Peptides. 2005 Oct;26(10):1909-19.

Obesity-associated mutations in the melanocortin 4 receptor provide novel insights into its function.

Govaerts C, Srinivasan S, Shapiro A, Zhang S, Picard F, Clement K, Lubrano-Berthelier C, Vaisse C.

Source

Cellular and Molecular Pharmacology Department, University of California, San Francisco, CA 94143, USA.

Abstract

Mutations in the Melanocortin 4 receptor are implicated in 1-6% of early onset or severe adult obesity cases. Most of the patients carry heterozygous missense mutations. Arguments for the pathogenicity of these mutations are based on the frequency of rare functionally relevant non-synonymous mutations in severely obese children and adults versus non-obese controls, the segregation of mutations with obesity in the family of the probands (although with incomplete penetrance) and the relevant functional defects described for these mutations. We have developed new assays to study the functional characteristics of these obesity-associated MC4R mutations.
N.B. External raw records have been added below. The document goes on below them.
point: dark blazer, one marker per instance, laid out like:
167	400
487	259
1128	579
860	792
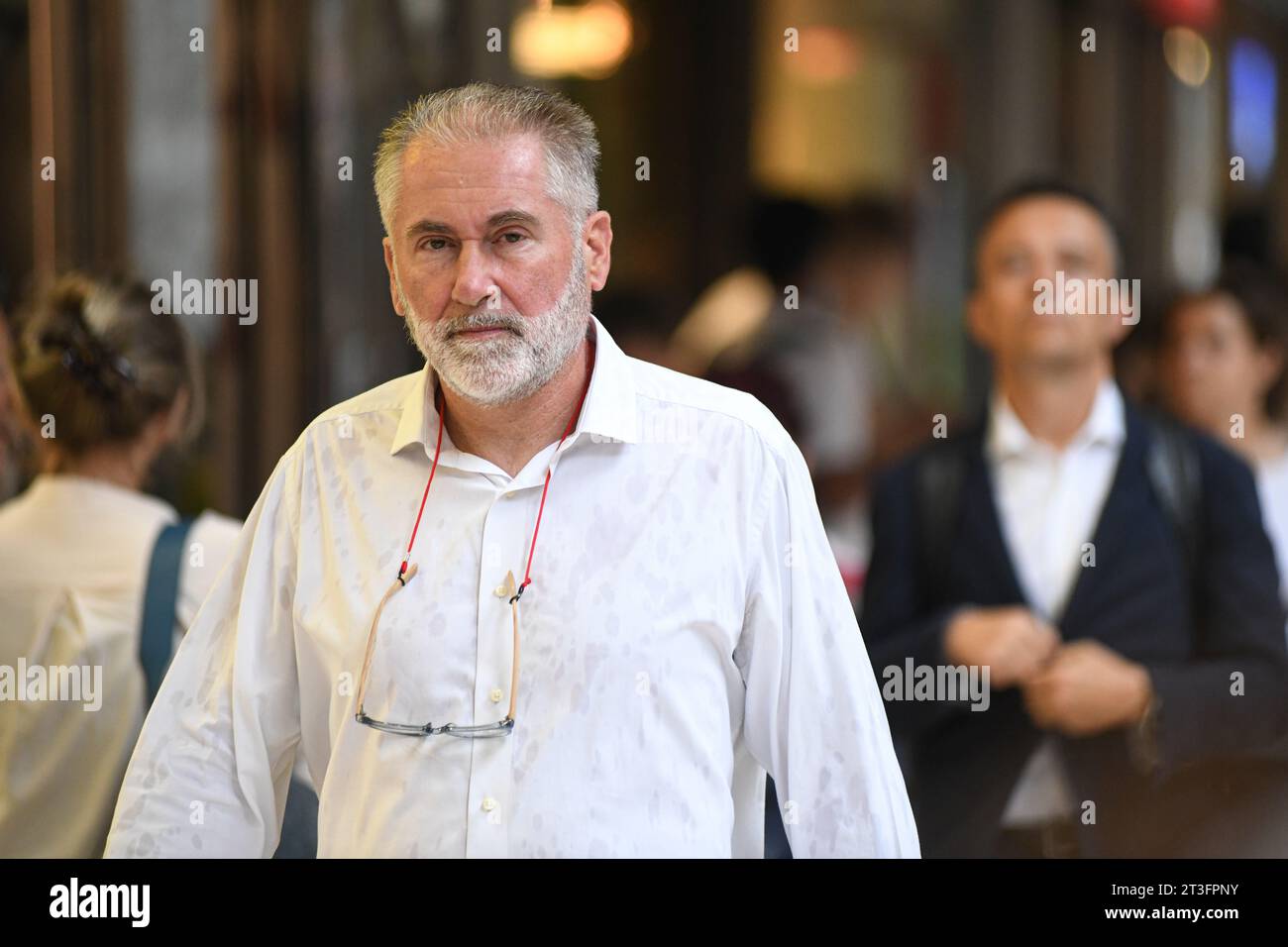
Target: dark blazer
1138	599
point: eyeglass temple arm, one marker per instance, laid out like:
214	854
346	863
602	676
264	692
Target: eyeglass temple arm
514	667
403	578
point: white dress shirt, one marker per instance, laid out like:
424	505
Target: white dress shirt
73	564
686	630
1048	502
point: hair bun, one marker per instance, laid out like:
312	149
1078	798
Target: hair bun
84	354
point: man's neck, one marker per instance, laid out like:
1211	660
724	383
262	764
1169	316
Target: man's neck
509	436
1054	406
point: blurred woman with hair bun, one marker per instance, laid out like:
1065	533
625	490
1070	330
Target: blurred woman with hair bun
88	560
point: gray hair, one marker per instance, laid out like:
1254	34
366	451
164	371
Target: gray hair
482	111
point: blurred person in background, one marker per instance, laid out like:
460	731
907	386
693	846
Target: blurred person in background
110	385
809	329
1109	571
671	652
1223	369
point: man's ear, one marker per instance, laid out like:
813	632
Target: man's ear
393	279
597	247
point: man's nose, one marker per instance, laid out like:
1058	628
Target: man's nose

Systematic and comparative functional study of over 50 different obesity-associated mutations suggests that multiple functional alterations contribute to their pathogenicity. These studies also lead to new insights into the structure-function relationship of MC4R, provide novel hypotheses for the genetic predisposition to common obesity in humans and allow the development of new molecular tools for studying the physiological role of GPCRs.

PMID:: 16083993; [PubMed - indexed for MEDLINE]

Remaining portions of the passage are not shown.